Ce magistrat a rendu compte des plaidoiries dans le délibéré de la cour, composée de :
Monsieur Christophe ESTEVE, président de chambre
Madame Bénédicte UGUEN-LAITHIER, conseiller
Madame Florence DOMENEGO, conseiller
qui en ont délibéré,
Mme Fabienne ARNOUX, greffière lors des débats.
Les parties ont été avisées de ce que l’arrêt sera rendu le 18 juillet 2025 par mise à disposition au greffe.
FAITS ET PROCEDURE
M. [M] [G], salarié de nationalité française et domicilié en France, a été engagé en qualité de technicien méthodes et maintenance à compter du 1er janvier 2019, dans le cadre d’un contrat de travail à durée indéterminée par la société INJECTOR, implantée à [Localité 5] (canton du Jura – Suisse), spécialisée dans la micro-injection et le surmoulage de tous les thermoplastiques techniques et dans l’é1aboration et l’usinage de composites.
Il était inséré à l’article 6 de son contrat de travail une clause de prohibition de concurrence interdisant au salarié, pendant une duré d’un an après la rupture du contrat, d''exercer directement ou indirectement, à titre lucratif ou gratuit, toute activité qui aurait pour objet de porter concurrence à la SA INJECTOR’ et ce, sur l’ensemble du territoire national suisse.

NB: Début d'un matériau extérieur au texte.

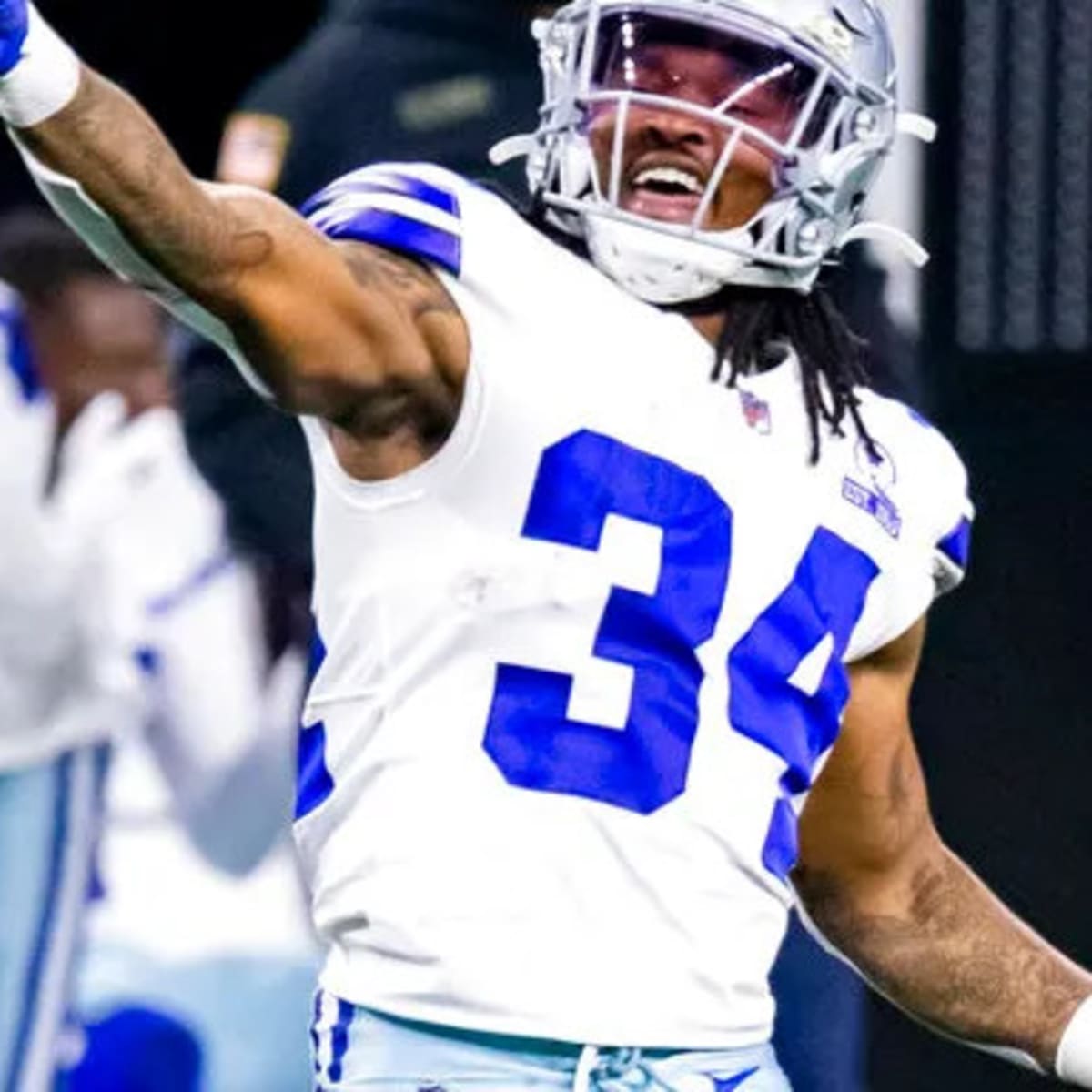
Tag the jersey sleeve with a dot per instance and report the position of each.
(932, 555)
(412, 208)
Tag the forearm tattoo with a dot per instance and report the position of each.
(106, 140)
(956, 959)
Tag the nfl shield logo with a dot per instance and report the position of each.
(756, 413)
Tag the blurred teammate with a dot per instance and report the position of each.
(150, 622)
(65, 682)
(615, 655)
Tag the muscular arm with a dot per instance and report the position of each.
(879, 884)
(326, 339)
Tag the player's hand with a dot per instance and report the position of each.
(14, 25)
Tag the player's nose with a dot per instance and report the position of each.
(662, 126)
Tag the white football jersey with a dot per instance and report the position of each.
(579, 670)
(58, 682)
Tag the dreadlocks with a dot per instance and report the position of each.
(831, 355)
(760, 321)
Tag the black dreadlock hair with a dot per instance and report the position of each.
(760, 322)
(758, 325)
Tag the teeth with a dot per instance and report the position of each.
(671, 176)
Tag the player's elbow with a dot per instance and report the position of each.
(880, 880)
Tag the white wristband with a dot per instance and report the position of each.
(44, 80)
(1075, 1051)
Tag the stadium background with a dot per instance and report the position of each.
(1004, 716)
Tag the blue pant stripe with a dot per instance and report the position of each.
(33, 980)
(339, 1040)
(316, 1016)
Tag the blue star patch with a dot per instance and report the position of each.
(720, 1085)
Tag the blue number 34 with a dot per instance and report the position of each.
(530, 737)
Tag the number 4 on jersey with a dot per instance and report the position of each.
(530, 736)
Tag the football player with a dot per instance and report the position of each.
(622, 569)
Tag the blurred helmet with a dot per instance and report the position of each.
(811, 85)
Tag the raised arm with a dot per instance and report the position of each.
(329, 328)
(880, 885)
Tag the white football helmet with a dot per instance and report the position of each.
(808, 86)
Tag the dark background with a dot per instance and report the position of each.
(1003, 710)
(1004, 715)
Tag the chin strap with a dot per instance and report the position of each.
(925, 130)
(873, 230)
(511, 147)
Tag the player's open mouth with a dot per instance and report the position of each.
(667, 192)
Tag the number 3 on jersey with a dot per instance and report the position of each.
(530, 736)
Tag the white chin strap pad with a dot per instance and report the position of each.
(659, 268)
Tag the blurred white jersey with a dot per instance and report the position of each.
(63, 682)
(582, 665)
(200, 779)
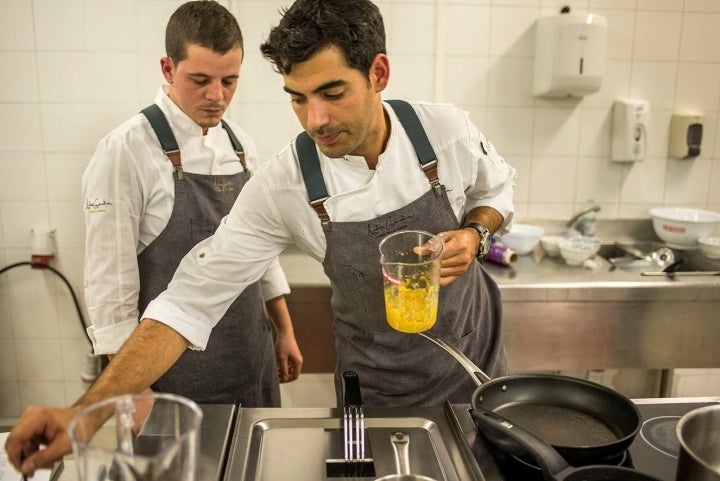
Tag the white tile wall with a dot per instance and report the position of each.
(73, 69)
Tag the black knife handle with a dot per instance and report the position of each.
(351, 389)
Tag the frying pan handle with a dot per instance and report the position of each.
(497, 427)
(477, 374)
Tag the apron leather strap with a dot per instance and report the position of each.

Une clause pénale de 50 000 francs suisses était stipulée en cas de violation de ladite clause et le salarié bénéficiait en contrepartie d’une indemnité compensatrice de prohibition de concurrence, comprise dans la rémunération prévue au contrat de travail.
Par avenant du 6 septembre 2019, M. [M] [G] a bénéficié d’une augmentation de salaire portant son salaire annuel brut à 93 600 francs suisses, versé en treize mensualités de 7 200 francs suisse à compter du 1er septembre 2019, précisant que les autres termes du contrat initial restaient inchangés.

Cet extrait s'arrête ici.